In an interview with The New Yorker, Mika Levi describes how she was struck mute during a two-hour segment on an internet radio show that she was guest hosting. Instead of beguiling listeners with her wit and charm, she diverted attention to the music and the music only. This moment is telling of her aversion to the spotlight. She’s an awkward interviewee and it’s blatant both from reading the interview and from the interviewer constantly noting how awkward she is.
In spite of this quietness, her music is making a loud entrance in the film world, after already having gained some momentum in the alternative/electronica circuit. She did not actively seek to work in film but her contribution to 2013’s Under The Skin lifted her out of obscurity and landed her a spot on many top film score lists. She seems to be a natural fit. A haunting mix of low thuds, feverish high-pitched screechings and an overriding sense of something other, the score she created for Jonathan Glazer’s film was one of the key elements that made it such a success.
At the beginning of April, I watched Under The Skin at the Southbank with a live orchestra playing Levi’s score. Before the film, Glazer and Levi both graced the stage to take part in a Q&A. Unlike the nervous character that The New Yorker observed, Levi appeared instantly likeable and open. Seemingly nonplussed by the epic scene in front of her (you can fit 2,900 people in that place…), she came across as casual and funny. Whilst others may have become rigid and practised in their interaction with the audience, she, I suspect, became a larger version of herself.
When asked what music she would recommend others to listen to she offered nothing, stating that she doesn’t really listen to music. When asked to describe whey she’d positioned the orchestra the way she had, she responded instinctively. It just made sense.It was really satisfying to see someone like Levi on stage of the Royal Festival Hall giving earnest answers to a respectful room. It made it clear that there is room for all sort of artists in the arts industry that is so frequently criticised for only supporting those affluent enough to ride out the cost of training. Levi trained at Guildhall and was raised by two musicians, it’s not a huge stretch that she now fids herself to be a successful, working musician, but there is something undeniably charming about the sort of artist she is being in the sort of room that the Royal Festival Hall is.

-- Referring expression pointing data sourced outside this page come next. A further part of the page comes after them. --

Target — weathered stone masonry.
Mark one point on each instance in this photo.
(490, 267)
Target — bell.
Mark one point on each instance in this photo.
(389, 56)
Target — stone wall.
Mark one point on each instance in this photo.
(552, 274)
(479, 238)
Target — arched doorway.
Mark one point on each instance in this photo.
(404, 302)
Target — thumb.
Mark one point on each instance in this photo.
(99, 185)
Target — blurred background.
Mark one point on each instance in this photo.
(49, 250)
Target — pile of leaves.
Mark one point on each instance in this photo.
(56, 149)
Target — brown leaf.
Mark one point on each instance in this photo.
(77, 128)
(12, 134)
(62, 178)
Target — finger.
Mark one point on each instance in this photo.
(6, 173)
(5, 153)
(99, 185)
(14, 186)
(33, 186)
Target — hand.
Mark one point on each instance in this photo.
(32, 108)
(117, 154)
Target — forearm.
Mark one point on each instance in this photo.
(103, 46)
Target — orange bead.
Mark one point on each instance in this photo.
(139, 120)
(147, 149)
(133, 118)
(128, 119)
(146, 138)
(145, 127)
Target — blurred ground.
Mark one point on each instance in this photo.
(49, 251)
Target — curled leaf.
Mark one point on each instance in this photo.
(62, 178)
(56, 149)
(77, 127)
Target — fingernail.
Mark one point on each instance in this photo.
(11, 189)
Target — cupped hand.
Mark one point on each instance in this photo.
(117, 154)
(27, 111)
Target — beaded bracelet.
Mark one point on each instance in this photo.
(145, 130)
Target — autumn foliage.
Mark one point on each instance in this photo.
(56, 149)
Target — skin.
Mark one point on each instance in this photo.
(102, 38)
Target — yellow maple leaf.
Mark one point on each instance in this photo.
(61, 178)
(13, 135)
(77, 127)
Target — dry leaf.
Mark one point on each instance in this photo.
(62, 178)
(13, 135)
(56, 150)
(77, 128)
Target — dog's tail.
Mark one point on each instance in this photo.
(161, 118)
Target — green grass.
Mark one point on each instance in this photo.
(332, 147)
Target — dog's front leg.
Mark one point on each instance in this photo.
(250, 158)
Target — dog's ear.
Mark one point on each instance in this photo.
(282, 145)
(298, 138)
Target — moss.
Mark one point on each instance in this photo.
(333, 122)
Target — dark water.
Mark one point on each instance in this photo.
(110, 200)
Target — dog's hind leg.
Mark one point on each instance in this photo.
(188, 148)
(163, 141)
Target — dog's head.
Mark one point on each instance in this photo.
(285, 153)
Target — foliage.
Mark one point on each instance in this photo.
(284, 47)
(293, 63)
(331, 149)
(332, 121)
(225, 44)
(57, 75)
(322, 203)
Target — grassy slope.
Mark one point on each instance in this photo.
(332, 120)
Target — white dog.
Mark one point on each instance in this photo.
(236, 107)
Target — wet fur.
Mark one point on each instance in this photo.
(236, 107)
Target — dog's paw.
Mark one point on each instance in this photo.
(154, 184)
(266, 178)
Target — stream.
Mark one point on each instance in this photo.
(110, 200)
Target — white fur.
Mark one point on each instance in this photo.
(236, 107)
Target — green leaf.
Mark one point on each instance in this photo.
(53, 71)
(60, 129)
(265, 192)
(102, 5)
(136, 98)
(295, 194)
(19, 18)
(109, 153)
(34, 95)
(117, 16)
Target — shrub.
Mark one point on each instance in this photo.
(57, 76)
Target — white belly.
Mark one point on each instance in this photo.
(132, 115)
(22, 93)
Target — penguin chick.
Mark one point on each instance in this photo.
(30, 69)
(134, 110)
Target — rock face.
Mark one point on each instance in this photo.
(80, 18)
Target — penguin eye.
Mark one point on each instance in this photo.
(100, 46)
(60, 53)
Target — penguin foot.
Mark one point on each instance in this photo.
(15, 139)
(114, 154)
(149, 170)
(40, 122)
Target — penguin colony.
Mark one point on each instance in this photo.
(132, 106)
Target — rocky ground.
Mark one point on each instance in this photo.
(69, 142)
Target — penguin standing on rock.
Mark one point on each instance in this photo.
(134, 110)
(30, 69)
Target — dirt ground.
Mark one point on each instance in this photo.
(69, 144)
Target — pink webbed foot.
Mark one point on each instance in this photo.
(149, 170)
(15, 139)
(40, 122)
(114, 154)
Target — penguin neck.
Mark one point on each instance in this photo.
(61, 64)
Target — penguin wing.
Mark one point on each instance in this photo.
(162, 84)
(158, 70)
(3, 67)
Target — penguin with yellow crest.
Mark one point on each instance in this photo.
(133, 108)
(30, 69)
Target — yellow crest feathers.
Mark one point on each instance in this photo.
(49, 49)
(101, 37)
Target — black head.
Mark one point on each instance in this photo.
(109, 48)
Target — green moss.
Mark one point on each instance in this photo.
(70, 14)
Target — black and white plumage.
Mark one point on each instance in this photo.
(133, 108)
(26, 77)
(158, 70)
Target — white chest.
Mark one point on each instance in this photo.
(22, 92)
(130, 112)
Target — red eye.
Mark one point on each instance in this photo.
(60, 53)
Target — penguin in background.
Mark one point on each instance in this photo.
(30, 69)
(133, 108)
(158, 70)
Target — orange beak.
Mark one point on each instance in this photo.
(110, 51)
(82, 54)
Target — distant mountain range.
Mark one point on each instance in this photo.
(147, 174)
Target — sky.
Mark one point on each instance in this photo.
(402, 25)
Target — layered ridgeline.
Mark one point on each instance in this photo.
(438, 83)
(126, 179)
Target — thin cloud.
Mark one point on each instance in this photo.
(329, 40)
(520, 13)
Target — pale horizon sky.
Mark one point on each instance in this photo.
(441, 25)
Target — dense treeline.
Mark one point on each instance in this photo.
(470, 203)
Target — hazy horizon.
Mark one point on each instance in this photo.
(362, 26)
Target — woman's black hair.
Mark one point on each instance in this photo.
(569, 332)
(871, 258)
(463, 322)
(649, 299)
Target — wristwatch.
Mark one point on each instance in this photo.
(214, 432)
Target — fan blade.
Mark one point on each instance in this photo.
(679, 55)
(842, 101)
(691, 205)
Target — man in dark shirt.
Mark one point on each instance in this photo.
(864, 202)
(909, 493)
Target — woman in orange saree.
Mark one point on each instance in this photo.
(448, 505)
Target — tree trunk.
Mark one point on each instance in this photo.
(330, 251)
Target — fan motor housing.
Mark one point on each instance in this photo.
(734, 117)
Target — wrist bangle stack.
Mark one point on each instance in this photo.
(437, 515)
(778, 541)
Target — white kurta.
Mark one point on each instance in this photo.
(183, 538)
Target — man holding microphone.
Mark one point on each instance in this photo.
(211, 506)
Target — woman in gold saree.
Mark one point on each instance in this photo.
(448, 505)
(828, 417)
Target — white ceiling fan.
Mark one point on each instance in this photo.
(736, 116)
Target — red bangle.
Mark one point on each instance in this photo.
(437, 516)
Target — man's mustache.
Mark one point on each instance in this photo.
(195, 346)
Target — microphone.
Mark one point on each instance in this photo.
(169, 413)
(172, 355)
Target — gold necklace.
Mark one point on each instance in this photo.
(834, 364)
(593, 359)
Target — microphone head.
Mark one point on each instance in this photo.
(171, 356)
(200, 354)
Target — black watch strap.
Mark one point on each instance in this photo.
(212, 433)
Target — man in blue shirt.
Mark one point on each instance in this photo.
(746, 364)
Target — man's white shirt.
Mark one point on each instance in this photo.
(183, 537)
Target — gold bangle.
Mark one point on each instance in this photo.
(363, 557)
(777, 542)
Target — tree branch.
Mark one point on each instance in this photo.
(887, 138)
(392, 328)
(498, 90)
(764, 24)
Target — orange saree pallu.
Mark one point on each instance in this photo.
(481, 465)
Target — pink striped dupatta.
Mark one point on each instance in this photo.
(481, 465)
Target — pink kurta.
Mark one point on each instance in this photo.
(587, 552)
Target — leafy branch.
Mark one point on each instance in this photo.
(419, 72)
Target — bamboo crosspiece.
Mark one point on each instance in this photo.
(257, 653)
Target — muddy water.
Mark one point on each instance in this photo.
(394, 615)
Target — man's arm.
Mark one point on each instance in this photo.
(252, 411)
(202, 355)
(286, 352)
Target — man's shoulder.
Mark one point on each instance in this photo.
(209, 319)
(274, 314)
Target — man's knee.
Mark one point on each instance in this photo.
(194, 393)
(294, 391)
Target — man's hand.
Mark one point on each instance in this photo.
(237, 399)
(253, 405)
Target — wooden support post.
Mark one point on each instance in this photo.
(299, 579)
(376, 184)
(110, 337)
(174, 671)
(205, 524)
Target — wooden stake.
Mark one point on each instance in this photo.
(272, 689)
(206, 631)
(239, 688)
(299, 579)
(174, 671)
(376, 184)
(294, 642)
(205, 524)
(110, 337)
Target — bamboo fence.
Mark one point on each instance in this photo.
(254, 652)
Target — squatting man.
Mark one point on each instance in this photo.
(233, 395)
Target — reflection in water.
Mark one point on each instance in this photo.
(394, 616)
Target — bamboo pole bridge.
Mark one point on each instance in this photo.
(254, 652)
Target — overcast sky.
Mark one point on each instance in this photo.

Jackie is another instance of Levi impressing the film world with her distinct sounds. She credits director Pablo Larraín for placing her score in the unexpected moments that it pops up in the film, like an omniscient horror-esc track being played over the funeral scene, a scene which Levi had intended to be matched with something more ‘emotional.’ Whoever the driver was, the music in Jackie injects the film with a surreal-like quality that helps evoke the displacement that Jackie would have felt in the wake of her husband’s murder. It’s astonishing and the Academy agreed, giving Levi a nomination She’s only the fifth woman in the Academy’s history to be nominated for Best Original Film Score, there had not even been a female nominee in the 16 years previous to Levi. The more visible Levi becomes, the more fathomable it becomes for other young women to consider a career like hers.
She’s only the fifth woman in the Academy’s history to be nominated for Best Original Film Score. More shockingly, in the 16 years previous to Levi, there had not been a single female nominee. The more visible Levi becomes, the more fathomable it becomes for other young women to consider a career like hers.